Either the neo-conservative junta is incredibly uninformed and willfully ignorant or the Empire is in such dire shape that this risky, murderous enterprise was somehow deemed neccesary. I suspect it is a little of both.
As is detailed in this book, the resistance to occupation and colonization has a long history in Iraq.
| | Tariq Ali is a fantastic writer by Bob Berkowitz (Miami, Fl) 5 Stars April 04, 2005 "Bush in Babylon - The Recolonisation of Iraq" is indeed, as the Rome Manifesto called it, "A Precious Jewel of a book"
When searching for this book, I wanted a point of view that was not only critical of US foreign policy but critical from a non-Western point of view. It is truly eye-opening, agree with him or not, to read from an author who is not completely and fundamentally in the belief that the Western powers are just simply "Do gooders" that every once in a while, "Make a mistake."
Tariq Ali gives us a history of Iraq that destorys streotypes and our own (our meaning most Americans, myself included) ignorance on the rich history of this region of the world. It was not, as streotype would have you believe, a land of passive citizens living more or less happily under totalitarian rule. The reality of course, is something quite different. Ali gives us a history of rebellion, martyrs, and revolutionaries that nearly overthrew the corrupt, semi-colonial regime if not for a fatal error in allying with the secular Baaths.

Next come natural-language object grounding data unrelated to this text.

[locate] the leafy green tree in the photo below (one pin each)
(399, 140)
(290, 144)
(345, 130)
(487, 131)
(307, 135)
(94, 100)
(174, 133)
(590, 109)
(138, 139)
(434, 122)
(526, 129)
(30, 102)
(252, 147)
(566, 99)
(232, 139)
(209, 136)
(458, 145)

Ali also, in a style both stylish and poetic, as well as powerfully dissident, completely disposes of the "jackals" and their arguments for war in Iraq. This war was about oil, control of natural resources BUT also, about imperial hegemony and asserting US control of a strategically crucial region of the world. And as for this "concern of human rights", the US government cares as much about human rights in Iraq as it did in the 80s and in Saudi Arabia today. (Just curious, but for the neo-cons and reactionaries, what's the excuse now for supporting this brutal dictatorship in Saudi Arabia? In Iraq, the excuse was "It's a Cold War man! Lesser of two Evils! Blah Blah Blah"...OK, so what's the excuse now? No Cold War, No Soviet Union, yet we still back this regime to the tilt. What are the apologists saying this time I wonder.)
Tariq Ali has written a very important, extremely well-written and most valuable book that not only gives us an important history of Iraq and the Middle East that we ought not forget, but also a highly critical (and highly entertaining) critique of US foreign policy. Ali's passion for humanity is moving and his contempt for fundamentalisms; both in the Middle East and in the West, is equally as essential. Well worth your time.

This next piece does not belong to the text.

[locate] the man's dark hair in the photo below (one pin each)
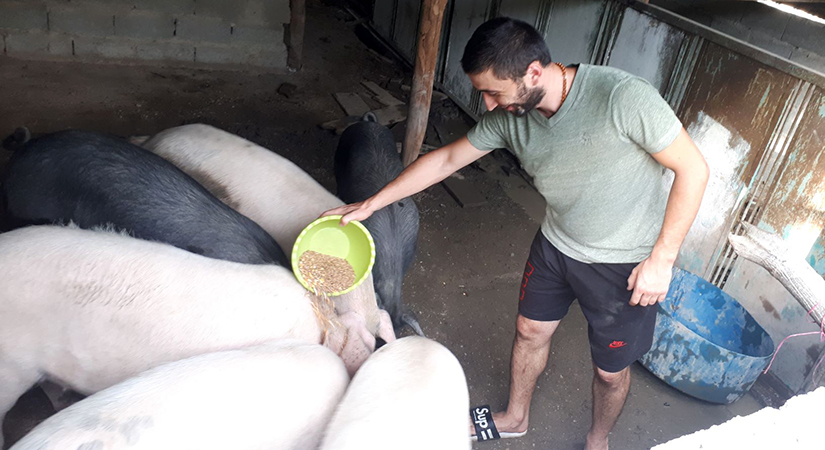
(505, 45)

| | Good Man - Great Thought- Value-for-Money Reading by Ajay Auti (Dubai, UAE) 5 Stars February 17, 2005 Kudos to Tariq Ali. He is excellent in his thought and gives us a great deal of insight into the sinister plans of the neo-cons who are ruling the White-house. How they have taken on the European leaders into their fold, how they have fooled the Western Junta, the common man.
Highly recommended reading. Good, fresh outlook. Away from the daily drum-beating of US media.